Basically the test comes down to end-users being asked to uninstall their current antivirus software and install the other antivirus product.
After this is done a full system scan takes place and the number of detected malware along with the name of the previously installed product is collected to gather statistics.
The competing antivirus programs are ranked in order of the average number of malware they didn't detect compared to the program the testresults belong to.
Anyone who has a basic understanding of computer security can see why this test is completely flawed and totally useless.
There is no verifiable set of malware samples, meaning that the other product may have identified legitimate files as being malicious.
But, even more importantly, there's no way of telling what state the previously installed antivirus software was in.
Given the way how the test was performed it's likely that most products were either outdated or pirated versions which can no longer be updated.

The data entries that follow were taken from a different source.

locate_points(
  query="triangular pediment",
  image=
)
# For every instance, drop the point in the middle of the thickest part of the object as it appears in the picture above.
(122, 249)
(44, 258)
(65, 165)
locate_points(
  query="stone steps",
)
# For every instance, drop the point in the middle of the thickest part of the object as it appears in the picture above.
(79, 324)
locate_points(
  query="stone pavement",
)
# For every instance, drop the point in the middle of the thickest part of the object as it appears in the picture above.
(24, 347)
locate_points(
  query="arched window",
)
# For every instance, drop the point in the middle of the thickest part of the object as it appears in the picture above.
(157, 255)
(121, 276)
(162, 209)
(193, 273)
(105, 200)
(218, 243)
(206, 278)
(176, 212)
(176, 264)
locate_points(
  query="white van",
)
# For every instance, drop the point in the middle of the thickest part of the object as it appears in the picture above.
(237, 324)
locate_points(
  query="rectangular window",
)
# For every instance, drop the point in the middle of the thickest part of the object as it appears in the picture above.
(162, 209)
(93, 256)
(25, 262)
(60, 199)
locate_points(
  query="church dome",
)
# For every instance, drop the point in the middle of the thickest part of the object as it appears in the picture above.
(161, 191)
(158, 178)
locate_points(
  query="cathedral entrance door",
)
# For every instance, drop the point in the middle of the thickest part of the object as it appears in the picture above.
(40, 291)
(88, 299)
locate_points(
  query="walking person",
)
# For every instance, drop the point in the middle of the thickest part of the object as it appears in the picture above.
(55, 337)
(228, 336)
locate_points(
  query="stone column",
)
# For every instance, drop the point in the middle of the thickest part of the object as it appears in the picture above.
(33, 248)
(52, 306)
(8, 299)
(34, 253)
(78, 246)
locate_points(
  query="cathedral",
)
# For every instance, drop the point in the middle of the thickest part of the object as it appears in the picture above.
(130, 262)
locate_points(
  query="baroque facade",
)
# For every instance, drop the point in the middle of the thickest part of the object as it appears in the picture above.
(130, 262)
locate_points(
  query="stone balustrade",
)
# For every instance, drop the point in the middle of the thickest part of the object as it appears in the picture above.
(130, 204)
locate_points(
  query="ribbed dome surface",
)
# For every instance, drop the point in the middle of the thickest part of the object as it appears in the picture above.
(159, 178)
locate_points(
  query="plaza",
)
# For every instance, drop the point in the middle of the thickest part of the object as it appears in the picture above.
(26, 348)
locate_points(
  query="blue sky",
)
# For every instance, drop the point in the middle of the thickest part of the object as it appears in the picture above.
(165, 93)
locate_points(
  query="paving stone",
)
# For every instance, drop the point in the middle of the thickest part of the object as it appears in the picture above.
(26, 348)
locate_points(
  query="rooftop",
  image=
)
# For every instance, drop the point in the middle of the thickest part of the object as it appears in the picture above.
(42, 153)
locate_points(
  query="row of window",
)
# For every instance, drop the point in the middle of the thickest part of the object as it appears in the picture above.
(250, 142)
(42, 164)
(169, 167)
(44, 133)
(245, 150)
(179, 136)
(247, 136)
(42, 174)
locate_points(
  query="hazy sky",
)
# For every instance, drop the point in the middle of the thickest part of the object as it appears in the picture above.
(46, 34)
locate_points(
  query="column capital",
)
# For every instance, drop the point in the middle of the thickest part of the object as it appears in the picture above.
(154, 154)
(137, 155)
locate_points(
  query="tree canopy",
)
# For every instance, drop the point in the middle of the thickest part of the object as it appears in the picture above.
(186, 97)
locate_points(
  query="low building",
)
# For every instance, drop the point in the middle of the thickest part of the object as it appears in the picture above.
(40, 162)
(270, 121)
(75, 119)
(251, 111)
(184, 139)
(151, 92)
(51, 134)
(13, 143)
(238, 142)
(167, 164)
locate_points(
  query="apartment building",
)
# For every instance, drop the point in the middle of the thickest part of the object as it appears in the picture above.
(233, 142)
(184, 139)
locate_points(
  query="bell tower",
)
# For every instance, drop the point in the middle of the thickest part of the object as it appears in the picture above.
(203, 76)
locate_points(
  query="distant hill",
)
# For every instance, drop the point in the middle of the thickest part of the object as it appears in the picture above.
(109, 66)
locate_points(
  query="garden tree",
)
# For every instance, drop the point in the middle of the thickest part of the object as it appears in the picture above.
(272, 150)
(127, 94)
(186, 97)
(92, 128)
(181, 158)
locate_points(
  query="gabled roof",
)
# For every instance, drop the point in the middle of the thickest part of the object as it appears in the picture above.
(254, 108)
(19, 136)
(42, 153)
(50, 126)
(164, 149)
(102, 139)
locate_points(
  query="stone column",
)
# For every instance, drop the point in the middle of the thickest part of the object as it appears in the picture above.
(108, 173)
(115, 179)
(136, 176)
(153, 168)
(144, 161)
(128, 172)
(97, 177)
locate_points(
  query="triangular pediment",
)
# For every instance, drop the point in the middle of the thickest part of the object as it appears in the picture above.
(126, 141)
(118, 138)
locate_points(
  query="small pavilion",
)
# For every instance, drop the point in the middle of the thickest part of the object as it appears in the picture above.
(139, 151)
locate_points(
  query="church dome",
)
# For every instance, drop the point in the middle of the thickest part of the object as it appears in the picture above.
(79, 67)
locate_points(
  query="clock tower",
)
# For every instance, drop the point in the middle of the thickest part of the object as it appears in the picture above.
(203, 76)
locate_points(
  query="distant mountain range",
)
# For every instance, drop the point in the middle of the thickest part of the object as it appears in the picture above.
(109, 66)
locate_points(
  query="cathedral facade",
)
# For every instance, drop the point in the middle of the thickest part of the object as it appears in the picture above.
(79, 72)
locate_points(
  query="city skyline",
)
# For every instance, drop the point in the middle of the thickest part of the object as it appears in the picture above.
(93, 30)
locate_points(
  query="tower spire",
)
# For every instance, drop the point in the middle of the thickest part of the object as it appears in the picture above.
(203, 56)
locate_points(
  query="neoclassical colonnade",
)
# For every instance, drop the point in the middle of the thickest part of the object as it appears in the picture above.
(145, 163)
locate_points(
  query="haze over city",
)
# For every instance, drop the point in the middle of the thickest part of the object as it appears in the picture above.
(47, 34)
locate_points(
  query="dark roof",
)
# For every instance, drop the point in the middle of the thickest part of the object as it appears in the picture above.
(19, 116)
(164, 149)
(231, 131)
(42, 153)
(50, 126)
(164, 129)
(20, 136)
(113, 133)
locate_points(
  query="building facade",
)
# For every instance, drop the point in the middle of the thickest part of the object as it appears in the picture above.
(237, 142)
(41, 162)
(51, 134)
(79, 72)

And many more reasons can be thought of why this test is completely flawed.
In short it just comes down to that there are no real controllable variables, completely the opposite of that which makes a good test good.
The antivirus industry is a sensitive one, we must always take great care with what we say and what we do.
This also means that every antivirus company is responsible for the image and reputation of the industry as a whole.
Especially in case of tests this is where the antivirus experts come in. They are the people who have the skills to see which test is good and which is not and advise the marketing department accordingly.
After all, we must prevent misinformation every way we can, even if the misinformation might provide a positive outcome in the end.